1Cooper University Healthcare, Camden, NJ, USA, 2Claytor Noone Plastic Surgery, Bryn Mawr, PA, USA, 3Atlantic Plastic Surgery, Portsmouth, NH, USA.
Abdominoplasty results in significant open cavity, and seromas following surgery drives most surgeons to utilize drains post-op. This does not reduce the incidence of post-operative seromas to zero, nor does it make for a positive patient experience. Maintaining the lymphatic drainage within Scarpa's Fascia allows for autogenous fluid management following surgery.
A retrospective review of the data was performed on 179 patients that underwent Scarpa's sparing abdominoplasty with concomitant liposuction over a 6-year period. Post operatively, chemoprophylaxis was given for DVT prophylaxis of indicated per the Caprini scale. The Scarpa's fascia is spared on the inferolateral aspect on both sides. The dissection is carried down to the rectus fascia centrally, to allow for full rectus plication. Surgical dissection is done after liposuction and preferentially the cut function of the cautery is employed. Coag is only used at blood vessels. The entire flap is removed as a single unit from preoperative markings. The upper flap is dissected with discontinuous undermining, thus maximally preserving rectus perforators.
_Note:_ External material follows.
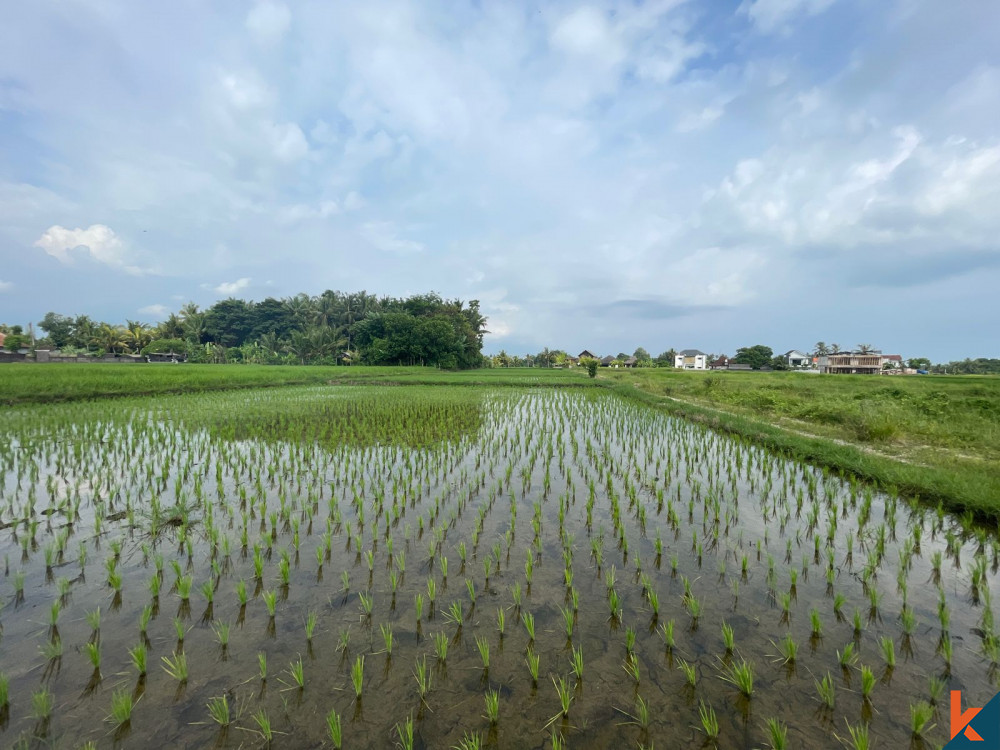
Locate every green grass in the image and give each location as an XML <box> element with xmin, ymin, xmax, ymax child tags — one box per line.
<box><xmin>7</xmin><ymin>364</ymin><xmax>1000</xmax><ymax>520</ymax></box>
<box><xmin>597</xmin><ymin>370</ymin><xmax>1000</xmax><ymax>520</ymax></box>
<box><xmin>0</xmin><ymin>363</ymin><xmax>593</xmax><ymax>406</ymax></box>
Data analysis showed that the average age was 44 years (SD=11). Average patient weight was 76.43 kg (SD=7.4). Average BMI was 28.4 kg/m2 (SD=0.85) Average operative time was 165 minutes (SD=24.75). The average amount of fat liposuctioned was 702 g (SD=628) with average flap resection weighing 1.68 kg (SD=1.75). Complication rates were as follows: overall 16.8%, seroma 4.5%, hematoma 0.5%, dehiscence 2.2%, PE 0.5%, suture granuloma 5.1%, UTI 0.5%, and erythema 1.1%
CONCLUSIONS:Concomitant liposuction with abdominoplasty allows for discontinuous undermining enabling direct skin excision and preservation of Scarpa's fascia. This preserves blood flow and innervation to the abdominal wall, which improves autoregulatory homeostasis. Minimizing cautery dissection and preserving the Scarpal layer minimizes serous fluid production, thus obviating the need for surgical drains. Doing so allows earlier mobilization and showering, eliminates complications from the drain itself, and dramatically improves patient satisfaction. The incidence of complications in this study is comparable to patients who are treated with drains.